Your choice can well be firefox and chrome as a fallback when a website doesn't work and you care enough to bother opening chrome for it. Chrome has already ditched adblockers on mobile, firefox with adblockers and reader mode is a MUCH better mobile web experience.
From the original post, it's more like a language parsing issue - Chrome was original a desktop-only application and it had extensions. When it was ported to Android, they ditched extensions, as well as jettisoning numerous other features.
> firefox with adblockers and reader mode is a MUCH better mobile web experience
Oh, I fully agree. But just having a better, faster, less ad ridden browser is not enough. The sheer networking effect is propping up Chrome on Android.
do you really need the fallback? i've yet to need chrome for anything, since i rarely use google products other than maps.
i've found the use of google captcha on governmental, financial, and some commercial sites frustrating though. i'll abandon a site that has google captcha if usage is anything less than critical.
Like you alluded to, some websites perform much better in Chrome (in particular Google's own websites, but there's some other offenders like roll20.net).
There's an FF extension called Buster made someone here on HN that helps workaround Google's current generation of captchas. It doesn't work 100% of the time, but the success rate is still higher than doing it myself.

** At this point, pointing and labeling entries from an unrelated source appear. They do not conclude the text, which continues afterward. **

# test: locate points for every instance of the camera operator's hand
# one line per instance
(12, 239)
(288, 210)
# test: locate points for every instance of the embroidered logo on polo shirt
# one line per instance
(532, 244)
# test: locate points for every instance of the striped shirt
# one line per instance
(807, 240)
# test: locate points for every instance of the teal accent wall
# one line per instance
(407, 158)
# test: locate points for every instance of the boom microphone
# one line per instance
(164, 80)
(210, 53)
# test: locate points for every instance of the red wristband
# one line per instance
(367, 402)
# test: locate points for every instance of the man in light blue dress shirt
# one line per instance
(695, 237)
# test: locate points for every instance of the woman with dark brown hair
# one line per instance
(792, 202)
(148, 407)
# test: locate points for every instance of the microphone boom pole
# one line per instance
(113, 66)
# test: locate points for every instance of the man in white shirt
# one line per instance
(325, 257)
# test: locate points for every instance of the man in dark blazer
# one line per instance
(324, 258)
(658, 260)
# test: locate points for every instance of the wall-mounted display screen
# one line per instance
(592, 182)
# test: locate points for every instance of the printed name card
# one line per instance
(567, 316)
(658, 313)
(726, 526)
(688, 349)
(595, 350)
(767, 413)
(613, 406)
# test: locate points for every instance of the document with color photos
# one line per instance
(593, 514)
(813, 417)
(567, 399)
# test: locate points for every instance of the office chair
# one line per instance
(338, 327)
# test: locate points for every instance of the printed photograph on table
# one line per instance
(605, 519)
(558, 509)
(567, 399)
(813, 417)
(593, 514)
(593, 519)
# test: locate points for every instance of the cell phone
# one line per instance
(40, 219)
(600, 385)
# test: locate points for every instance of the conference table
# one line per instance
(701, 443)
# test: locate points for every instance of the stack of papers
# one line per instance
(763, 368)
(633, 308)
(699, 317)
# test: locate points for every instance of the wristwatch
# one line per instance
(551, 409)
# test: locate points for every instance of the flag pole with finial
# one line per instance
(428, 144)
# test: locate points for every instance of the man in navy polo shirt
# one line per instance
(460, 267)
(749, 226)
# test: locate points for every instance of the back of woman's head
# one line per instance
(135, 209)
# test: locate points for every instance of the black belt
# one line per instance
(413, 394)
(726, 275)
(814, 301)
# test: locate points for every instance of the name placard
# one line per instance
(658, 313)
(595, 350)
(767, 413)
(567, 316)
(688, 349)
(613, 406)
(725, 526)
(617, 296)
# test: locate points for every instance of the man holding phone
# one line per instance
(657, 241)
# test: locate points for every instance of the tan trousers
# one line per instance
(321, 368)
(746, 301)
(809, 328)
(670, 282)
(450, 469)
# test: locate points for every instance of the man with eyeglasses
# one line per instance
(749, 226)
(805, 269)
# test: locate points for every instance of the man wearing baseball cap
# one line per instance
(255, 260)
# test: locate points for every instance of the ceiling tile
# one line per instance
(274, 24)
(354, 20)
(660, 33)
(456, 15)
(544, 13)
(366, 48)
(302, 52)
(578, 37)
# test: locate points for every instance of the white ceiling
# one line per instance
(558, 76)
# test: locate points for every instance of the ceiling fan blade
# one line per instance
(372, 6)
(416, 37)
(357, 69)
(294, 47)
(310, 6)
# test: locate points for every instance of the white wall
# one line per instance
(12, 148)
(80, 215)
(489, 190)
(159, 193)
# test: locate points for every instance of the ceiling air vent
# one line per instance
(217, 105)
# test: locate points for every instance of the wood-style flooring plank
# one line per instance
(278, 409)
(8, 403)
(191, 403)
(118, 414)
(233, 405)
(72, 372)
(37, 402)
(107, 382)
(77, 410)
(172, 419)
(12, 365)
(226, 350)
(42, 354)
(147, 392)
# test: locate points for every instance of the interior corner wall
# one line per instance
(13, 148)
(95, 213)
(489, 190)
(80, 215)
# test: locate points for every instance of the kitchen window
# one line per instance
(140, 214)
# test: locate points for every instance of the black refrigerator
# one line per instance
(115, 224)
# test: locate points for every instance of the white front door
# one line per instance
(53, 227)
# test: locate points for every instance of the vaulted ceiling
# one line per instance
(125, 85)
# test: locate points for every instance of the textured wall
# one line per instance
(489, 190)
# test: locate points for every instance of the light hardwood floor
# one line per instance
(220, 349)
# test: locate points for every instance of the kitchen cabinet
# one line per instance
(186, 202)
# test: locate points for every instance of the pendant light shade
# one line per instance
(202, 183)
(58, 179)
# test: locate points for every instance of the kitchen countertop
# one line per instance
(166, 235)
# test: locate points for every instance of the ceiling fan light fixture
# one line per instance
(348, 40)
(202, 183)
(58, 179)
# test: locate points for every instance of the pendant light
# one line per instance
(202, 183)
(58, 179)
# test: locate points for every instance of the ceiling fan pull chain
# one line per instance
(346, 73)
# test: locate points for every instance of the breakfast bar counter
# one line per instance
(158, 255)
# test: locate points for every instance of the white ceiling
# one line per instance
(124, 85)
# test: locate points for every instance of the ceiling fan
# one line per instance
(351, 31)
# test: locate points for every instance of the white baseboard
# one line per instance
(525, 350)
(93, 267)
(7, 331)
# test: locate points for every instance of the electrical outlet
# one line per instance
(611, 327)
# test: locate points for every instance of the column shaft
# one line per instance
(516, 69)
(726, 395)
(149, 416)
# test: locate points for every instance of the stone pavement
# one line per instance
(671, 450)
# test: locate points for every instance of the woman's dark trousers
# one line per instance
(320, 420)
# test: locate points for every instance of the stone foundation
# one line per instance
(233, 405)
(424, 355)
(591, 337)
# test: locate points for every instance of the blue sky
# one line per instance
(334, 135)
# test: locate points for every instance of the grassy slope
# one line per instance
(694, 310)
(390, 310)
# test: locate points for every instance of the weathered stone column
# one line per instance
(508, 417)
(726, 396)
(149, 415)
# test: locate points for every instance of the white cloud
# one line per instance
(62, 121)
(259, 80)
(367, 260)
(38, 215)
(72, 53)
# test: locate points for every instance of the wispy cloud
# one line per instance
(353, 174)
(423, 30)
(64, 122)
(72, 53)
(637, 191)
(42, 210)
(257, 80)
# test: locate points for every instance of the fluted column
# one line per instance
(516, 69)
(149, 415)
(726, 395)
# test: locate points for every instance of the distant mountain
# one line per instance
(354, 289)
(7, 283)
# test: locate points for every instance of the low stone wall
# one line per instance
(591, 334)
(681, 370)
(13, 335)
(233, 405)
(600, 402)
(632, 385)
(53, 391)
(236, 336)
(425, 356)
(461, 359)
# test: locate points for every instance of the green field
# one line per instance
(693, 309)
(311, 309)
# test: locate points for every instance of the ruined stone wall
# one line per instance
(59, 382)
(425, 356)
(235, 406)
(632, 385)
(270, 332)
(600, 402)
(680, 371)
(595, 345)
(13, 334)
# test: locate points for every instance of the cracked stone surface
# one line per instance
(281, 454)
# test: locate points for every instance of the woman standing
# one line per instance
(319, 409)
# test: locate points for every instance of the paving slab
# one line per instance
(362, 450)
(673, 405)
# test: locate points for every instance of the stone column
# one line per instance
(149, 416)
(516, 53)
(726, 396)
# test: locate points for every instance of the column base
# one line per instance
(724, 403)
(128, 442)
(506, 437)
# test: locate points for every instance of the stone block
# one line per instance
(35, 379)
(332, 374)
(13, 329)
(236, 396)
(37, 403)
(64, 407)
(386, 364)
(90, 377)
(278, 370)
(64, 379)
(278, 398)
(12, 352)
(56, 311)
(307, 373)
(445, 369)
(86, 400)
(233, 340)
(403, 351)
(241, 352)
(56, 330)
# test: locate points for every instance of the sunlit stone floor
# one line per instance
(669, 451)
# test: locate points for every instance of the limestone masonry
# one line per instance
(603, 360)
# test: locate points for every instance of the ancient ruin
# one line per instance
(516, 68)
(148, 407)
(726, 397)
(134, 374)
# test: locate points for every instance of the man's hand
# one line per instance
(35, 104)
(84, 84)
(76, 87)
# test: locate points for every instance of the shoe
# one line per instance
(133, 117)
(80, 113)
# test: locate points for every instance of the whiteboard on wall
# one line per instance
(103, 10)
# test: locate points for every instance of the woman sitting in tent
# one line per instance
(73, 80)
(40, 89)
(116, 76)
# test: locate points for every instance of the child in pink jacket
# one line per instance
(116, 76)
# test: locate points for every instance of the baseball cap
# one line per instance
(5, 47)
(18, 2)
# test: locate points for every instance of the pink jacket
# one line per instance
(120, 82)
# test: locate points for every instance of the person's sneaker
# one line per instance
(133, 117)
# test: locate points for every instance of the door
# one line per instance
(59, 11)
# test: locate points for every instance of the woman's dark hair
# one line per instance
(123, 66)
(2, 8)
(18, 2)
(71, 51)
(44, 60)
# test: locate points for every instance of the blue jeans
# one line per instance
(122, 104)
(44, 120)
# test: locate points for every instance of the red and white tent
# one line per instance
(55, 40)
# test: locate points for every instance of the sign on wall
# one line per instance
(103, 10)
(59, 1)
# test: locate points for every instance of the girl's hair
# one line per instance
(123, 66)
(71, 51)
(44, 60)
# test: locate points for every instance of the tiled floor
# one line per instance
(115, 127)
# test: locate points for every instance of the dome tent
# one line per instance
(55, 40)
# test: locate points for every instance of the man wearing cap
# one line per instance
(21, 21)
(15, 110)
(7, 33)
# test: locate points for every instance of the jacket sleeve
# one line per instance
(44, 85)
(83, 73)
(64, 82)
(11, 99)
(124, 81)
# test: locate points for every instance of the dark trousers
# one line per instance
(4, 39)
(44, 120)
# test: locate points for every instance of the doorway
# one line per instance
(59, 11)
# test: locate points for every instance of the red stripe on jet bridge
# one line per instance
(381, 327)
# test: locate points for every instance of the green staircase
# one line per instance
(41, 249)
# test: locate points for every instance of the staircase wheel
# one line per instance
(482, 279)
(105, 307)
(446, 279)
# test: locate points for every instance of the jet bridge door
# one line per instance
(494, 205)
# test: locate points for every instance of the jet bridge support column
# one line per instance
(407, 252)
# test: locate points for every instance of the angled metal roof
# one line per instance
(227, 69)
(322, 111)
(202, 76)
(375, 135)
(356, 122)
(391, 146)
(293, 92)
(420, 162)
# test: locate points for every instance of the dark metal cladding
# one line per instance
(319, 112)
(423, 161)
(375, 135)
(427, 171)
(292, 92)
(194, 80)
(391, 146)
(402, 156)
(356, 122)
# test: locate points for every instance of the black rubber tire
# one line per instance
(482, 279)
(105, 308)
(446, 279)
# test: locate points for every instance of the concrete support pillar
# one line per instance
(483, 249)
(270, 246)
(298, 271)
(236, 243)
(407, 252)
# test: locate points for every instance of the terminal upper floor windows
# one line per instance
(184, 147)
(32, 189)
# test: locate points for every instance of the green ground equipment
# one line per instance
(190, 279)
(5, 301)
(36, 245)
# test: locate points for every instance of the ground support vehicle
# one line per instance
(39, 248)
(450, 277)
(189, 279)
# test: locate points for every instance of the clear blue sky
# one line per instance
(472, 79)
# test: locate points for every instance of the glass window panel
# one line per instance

Some sites need NoScript disabled to work. Even using the "temporarily trust everything" option doesn't work. Since it's easier to just paste the URL into chrome than disable a plug-in and remember to re-enable it later, I do that.
linkedin doesn't work for me on firefox, so i rarely even attempt to use it. but if someone a care about wants to link to me, i have to use chromium for that.
Ha. As if that will ever happen. They'll probably just pivot to something else.
The reason Chrome can try to ditch ad blockers is that they are big enough, that your only choice is Chrome or GTFO.